卷积神经网络示例

使用TensorFlow v2构建卷积神经网络。

这个例子使用低级方法来更好地理解构建卷积神经网络和训练过程背后的所有机制。

  • 作者: Aymeric Damien
  • 原项目: https://github.com/aymericdamien/TensorFlow-Examples/

CNN 概述

MNIST 数据集概述

此示例使用手写数字的MNIST数据集。该数据集包含60,000个用于训练的示例和10,000个用于测试的示例。
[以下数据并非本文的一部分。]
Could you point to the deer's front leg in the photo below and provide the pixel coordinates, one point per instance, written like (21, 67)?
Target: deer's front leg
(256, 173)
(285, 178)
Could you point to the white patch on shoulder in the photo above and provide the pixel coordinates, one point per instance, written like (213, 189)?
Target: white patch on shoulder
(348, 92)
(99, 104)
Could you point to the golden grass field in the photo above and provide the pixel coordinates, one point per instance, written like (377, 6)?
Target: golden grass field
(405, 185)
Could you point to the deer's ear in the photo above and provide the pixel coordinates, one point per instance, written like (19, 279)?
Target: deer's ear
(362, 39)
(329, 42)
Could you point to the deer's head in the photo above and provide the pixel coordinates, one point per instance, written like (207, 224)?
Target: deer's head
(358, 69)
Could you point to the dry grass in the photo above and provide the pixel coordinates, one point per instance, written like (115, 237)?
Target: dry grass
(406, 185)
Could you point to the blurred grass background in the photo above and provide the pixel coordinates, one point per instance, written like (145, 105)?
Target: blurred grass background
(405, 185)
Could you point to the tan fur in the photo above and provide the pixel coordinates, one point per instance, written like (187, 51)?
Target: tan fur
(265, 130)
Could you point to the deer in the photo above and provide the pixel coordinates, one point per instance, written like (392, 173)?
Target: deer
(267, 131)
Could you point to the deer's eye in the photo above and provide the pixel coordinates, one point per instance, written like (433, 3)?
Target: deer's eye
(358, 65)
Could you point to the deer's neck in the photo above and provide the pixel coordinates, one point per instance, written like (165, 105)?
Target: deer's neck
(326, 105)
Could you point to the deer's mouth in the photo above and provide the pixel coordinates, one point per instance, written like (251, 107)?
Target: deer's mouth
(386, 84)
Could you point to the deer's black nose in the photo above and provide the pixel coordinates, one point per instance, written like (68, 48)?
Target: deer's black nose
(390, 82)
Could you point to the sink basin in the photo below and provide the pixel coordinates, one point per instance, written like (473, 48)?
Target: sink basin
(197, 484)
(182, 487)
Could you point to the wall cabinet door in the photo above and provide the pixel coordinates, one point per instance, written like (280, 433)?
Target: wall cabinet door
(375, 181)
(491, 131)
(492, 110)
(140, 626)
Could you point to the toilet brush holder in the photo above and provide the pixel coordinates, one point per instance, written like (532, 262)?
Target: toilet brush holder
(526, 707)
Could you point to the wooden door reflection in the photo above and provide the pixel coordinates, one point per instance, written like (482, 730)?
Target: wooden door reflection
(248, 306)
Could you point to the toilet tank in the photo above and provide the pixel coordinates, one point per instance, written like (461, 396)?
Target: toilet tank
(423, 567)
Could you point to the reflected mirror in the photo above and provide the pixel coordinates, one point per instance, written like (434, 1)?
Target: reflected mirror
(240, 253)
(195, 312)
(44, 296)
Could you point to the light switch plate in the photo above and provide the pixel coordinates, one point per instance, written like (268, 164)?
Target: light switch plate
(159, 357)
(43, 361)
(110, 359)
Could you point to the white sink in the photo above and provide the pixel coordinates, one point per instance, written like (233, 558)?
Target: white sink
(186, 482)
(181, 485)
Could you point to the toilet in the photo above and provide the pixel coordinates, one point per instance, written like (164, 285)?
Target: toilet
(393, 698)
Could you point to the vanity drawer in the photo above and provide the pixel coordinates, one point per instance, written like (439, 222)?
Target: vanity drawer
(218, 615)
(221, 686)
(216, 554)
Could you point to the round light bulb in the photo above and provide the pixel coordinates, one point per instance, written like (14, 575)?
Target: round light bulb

这些数字已经过尺寸标准化并位于图像中心,图像是固定大小(28x28像素),值为0到255。

在此示例中,每个图像将转换为float32并归一化为[0,1]。

更多信息请查看链接: http://yann.lecun.com/exdb/mnist/

from __future__ import absolute_import, division, print_function

import tensorflow as tf
from tensorflow.keras import Model, layers
import numpy as np
# MNIST 数据集参数
num_classes = 10 # 所有类别(数字 0-9)

# 训练参数
learning_rate = 0.001
training_steps = 200
batch_size = 128
display_step = 10

# 网络参数
conv1_filters = 32 # 第一层卷积层卷积核的数目
conv2_filters = 64 # 第二层卷积层卷积核的数目
fc1_units = 1024 # 第一层全连接层神经元的数目
# 准备MNIST数据
from tensorflow.keras.datasets import mnist
(x_train, y_train), (x_test, y_test) = mnist.load_data()
# 转化为float32
x_train, x_test = np.array(x_train, np.float32), np.array(x_test, np.float32)
# 将图像值从[0,255]归一化到[0,1]
x_train, x_test = x_train / 255., x_test / 255.
# 使用tf.data API对数据进行随机排序和批处理
train_data = tf.data.Dataset.from_tensor_slices((x_train, y_train))
train_data = train_data.repeat().shuffle(5000).batch(batch_size)
# 创建TF模型
class ConvNet(Model):
    # 设置层
    def __init__(self):
        super(ConvNet, self).__init__()
        # 具有32个卷积核且核大小为5的卷积层
        self.conv1 = layers.Conv2D(32, kernel_size=5, activation=tf.nn.relu)
        # 最大池化(下采样),核大小为2,步长为2
        self.maxpool1 = layers.MaxPool2D(2, strides=2)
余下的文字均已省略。